About our CDR
- Grades along 5 critical dimensions: Sales ▪ Marketing ▪ Strategy ▪ Finance ▪ Operations
- Recognizes more than 100 areas across the different dimensions.
- Targets initiatives to improve company performance.
- Uncovers surprises, both positive and negative to improve company performance.
Private Equity firms, CEOs, investors often ask, “How is my company doing?” A simple question, but one with all sorts of depths and complexities.

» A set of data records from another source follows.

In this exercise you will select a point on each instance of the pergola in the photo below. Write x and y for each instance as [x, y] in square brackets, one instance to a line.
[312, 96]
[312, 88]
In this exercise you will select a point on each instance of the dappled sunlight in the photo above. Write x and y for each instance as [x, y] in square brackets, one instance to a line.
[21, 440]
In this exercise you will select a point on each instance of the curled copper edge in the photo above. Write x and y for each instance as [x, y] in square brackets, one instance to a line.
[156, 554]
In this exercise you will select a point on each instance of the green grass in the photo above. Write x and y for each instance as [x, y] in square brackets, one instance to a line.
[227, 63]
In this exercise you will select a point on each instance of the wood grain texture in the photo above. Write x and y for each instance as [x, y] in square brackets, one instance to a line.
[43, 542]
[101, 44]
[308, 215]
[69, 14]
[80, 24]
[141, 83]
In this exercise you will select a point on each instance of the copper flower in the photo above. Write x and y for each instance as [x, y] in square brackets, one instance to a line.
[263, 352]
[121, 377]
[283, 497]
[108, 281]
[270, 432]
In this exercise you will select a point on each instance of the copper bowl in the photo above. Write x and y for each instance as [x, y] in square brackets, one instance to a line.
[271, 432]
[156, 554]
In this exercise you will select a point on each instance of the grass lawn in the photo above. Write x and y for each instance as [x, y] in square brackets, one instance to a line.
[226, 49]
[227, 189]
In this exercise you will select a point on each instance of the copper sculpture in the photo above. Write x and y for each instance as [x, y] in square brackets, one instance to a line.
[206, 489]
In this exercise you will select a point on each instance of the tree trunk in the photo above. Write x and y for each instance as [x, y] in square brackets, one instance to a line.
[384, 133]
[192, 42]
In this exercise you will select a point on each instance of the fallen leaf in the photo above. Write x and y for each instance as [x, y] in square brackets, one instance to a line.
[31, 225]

Just like a medical opinion, we believe that the answer must be given in the context of a comprehensive physical and careful consideration of the strategic objectives (“doing well enough to achieve what?”). This is our Corporate Diagnostic Review (“CDR”).
What is a CDR?
CDR is a rapid analytical process that grades the company along seven critical dimensions (see inset box) taking into account more than 125 “areas” across the different dimensions (e.g., lead generation is an area within the dimension of Marketing). This is necessary because a problem in any one of these areas can cause a company to underperform. The CDR also considers the effectiveness of the linkages between each of the dimensions.
In addition, the CDR grade is stage-specific: i.e., it considers what is appropriate for the enterprise at its stage of evolution (one would not want to run a $25 million company like IBM, and one would not want to run a $150 million company like a $25 million company). Lastly, both the current and desired rate of growth is factored in (the needs of a slow growth company are quite different from a rapid growth company confronting a transition point).
Delivering value in a short time frame
A CDR project is usually managed by one or two partners or principals of Stanton Associates. Our highly experienced professionals, each of whom has executive experience, have the judgment to move quickly through masses of data and identify key items needed to assign the grade.
An integrated report on business operations, products and services, customer relations, sales and marketing effectiveness, and competitive position.
Typically our diagnostic reviews take approximately 2 days, depending on the size of the company—a small investment to gain valuable insight into the health of the company and future pitfalls to be avoided.
In our report, the CDR grades are presented for each dimension. Recommendations are made for courses of action to improve the grade in those dimensions where necessary. The CDR may sound an alarm for fast and bold action to ensure survival, or may indicate what it will take to continue to grow rapidly with positive cash flow.
It is possible that the CDR assessment confirms that all is on track, and that would be a good thing. But it can also identify a problem in time to save the company. And the CDR will show what needs to be done to move forward with growth and profitability.